- Record number of respondents cite politics in survey
- NFIB’s broader optimism index remains below long-term average
America’s small-business owners are blaming politics more than ever for holding back their expansion plans, a sign that the presidential election is restraining economic growth.
A record 38 percent of owners surveyed by the National Federation of Independent Business cited the political climate as a reason not to expand. The group’s broader Index of Small Business Optimism fell 0.2 point in August to a three-month low of 94.4, below the 42-year average of 98. Respondents indicated increasing difficulty finding qualified workers for a growing number of open positions, with vacancies rising and plans to hire falling.
The survey reinforces other data suggesting that the U.S. economy is failing to fire on all cylinders amid an election campaign that could be exacerbating uncertainty.
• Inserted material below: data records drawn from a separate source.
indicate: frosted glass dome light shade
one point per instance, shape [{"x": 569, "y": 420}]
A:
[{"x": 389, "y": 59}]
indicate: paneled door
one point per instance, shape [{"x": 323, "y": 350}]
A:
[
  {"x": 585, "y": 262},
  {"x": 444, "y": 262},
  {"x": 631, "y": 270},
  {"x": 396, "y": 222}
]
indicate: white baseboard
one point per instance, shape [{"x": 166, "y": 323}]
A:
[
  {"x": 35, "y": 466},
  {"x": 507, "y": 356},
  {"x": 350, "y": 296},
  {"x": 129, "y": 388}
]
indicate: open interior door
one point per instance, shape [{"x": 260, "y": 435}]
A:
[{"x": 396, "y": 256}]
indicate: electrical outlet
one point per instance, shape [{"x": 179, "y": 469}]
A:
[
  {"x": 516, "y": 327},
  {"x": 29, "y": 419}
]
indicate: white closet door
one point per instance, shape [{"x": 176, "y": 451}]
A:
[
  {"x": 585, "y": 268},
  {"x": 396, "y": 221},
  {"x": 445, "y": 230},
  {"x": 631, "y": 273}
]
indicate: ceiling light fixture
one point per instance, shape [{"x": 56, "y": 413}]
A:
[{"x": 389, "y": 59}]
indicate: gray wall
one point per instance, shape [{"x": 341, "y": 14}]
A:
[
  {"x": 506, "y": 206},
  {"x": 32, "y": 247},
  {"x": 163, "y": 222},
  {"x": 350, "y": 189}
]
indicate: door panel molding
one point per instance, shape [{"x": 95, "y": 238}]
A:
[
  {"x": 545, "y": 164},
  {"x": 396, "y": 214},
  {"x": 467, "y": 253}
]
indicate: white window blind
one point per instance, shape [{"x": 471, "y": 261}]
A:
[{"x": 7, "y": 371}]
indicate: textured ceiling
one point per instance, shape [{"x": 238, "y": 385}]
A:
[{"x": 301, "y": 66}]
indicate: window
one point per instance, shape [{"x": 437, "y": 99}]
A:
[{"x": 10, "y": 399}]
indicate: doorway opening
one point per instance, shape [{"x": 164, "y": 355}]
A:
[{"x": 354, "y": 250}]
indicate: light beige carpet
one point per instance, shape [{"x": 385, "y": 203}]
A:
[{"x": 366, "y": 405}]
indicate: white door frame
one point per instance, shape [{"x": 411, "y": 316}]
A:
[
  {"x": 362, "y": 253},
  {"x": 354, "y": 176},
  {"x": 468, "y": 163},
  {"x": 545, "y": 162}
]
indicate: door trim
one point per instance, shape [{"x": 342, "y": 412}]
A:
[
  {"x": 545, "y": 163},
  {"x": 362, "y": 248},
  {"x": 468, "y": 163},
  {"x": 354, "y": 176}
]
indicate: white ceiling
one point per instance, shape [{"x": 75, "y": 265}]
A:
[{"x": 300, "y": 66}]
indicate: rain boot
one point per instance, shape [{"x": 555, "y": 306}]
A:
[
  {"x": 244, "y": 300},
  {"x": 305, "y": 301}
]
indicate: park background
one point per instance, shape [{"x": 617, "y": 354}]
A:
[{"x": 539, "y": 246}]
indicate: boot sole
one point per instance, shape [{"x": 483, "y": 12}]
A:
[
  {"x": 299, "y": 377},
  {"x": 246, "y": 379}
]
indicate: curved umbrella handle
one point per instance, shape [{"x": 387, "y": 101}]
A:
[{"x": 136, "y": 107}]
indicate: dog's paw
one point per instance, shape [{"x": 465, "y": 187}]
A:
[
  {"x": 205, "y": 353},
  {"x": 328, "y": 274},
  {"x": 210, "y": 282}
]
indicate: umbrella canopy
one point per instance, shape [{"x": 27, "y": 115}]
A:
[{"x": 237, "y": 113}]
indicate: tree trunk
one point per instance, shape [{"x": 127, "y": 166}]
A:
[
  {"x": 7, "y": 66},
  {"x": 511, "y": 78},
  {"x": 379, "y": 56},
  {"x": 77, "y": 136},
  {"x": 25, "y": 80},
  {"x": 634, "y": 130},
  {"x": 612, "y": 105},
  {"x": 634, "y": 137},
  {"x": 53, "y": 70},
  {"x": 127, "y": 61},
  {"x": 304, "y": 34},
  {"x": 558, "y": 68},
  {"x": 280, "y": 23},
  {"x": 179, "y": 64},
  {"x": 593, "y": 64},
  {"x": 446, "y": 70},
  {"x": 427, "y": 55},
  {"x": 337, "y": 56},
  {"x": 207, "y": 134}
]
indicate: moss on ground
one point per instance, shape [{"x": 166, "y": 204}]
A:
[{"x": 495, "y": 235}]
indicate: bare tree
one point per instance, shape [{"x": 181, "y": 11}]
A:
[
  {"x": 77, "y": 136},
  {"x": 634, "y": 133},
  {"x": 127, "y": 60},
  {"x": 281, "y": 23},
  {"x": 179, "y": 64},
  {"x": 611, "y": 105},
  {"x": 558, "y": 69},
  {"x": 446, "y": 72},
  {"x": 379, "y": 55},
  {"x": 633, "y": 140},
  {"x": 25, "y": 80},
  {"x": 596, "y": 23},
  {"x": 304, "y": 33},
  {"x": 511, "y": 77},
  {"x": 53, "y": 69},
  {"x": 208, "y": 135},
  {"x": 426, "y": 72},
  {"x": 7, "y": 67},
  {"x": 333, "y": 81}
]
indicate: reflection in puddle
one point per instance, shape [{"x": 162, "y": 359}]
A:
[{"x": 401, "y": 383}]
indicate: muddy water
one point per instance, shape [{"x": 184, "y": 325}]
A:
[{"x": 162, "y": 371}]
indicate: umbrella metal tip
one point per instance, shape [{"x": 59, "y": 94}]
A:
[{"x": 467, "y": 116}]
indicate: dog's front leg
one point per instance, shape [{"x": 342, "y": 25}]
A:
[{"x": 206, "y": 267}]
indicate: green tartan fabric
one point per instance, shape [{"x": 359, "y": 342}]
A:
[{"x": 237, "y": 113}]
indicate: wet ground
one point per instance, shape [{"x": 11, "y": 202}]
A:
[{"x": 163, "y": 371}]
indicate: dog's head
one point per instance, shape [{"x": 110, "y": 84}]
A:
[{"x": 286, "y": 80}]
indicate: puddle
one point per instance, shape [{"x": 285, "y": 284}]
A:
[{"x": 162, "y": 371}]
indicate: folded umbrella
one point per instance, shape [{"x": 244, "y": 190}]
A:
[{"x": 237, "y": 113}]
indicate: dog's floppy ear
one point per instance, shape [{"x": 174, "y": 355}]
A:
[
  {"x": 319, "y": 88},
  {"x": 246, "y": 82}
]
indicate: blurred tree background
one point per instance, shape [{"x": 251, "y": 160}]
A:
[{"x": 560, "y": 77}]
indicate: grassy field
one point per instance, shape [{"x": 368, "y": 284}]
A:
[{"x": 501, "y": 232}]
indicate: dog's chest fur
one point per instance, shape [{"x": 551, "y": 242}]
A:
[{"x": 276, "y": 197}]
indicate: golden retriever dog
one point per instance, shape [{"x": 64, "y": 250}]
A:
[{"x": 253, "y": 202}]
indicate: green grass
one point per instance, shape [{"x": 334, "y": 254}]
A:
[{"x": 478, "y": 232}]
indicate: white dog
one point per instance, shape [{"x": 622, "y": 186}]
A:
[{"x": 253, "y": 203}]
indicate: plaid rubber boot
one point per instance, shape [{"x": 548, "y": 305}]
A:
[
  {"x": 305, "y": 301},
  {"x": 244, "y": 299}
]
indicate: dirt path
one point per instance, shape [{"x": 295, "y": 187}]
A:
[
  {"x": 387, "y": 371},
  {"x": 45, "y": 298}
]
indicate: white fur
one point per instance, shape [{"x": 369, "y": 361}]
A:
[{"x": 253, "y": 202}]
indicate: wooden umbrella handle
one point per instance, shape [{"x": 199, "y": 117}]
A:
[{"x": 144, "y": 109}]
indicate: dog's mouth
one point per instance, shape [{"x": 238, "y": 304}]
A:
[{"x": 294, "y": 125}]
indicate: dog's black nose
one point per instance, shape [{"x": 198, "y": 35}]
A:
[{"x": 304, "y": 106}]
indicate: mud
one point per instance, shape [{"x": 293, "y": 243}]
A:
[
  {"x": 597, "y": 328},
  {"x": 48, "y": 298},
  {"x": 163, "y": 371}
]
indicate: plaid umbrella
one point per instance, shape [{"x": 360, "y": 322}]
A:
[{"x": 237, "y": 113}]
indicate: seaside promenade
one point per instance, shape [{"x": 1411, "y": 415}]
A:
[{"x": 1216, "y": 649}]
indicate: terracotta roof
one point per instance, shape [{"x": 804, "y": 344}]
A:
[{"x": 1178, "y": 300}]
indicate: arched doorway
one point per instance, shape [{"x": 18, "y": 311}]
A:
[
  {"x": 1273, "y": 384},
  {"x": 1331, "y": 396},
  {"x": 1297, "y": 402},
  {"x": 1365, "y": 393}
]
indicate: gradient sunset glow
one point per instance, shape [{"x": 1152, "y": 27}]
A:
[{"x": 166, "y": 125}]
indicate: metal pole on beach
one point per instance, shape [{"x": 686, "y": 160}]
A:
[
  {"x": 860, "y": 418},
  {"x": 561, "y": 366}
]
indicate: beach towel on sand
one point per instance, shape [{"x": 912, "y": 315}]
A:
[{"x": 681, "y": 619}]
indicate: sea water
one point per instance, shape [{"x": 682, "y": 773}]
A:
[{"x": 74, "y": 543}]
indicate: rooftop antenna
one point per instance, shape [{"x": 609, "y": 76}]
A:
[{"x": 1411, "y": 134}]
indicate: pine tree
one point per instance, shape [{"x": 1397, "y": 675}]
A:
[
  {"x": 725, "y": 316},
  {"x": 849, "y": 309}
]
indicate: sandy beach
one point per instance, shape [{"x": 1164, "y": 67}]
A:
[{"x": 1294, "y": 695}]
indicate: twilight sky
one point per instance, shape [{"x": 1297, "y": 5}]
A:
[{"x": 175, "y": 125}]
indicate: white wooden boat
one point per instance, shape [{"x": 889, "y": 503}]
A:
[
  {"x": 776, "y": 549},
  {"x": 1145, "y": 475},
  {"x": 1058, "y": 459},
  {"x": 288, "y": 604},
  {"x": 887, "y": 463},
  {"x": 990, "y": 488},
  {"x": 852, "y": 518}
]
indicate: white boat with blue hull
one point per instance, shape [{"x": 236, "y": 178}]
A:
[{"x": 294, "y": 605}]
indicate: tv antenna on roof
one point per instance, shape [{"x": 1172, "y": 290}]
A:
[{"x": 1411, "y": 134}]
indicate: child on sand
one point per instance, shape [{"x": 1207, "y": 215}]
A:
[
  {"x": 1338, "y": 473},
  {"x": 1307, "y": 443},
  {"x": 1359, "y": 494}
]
Business investment has declined for three quarters, while government figures showed hiring cooled in August, even after job openings reached a record.
“A growing number of small-business owners are paralyzed by the political climate. They’re especially reluctant to hire,” NFIB President Juanita Duggan said in a statement. “On the other hand, there’s another group of small-business owners who want to hire, but can’t find qualified workers to fill positions.”
The main optimism index was projected to rise to 94.8, based on the median estimate of analysts surveyed by Bloomberg. The survey was conducted in August and based on 730 responses.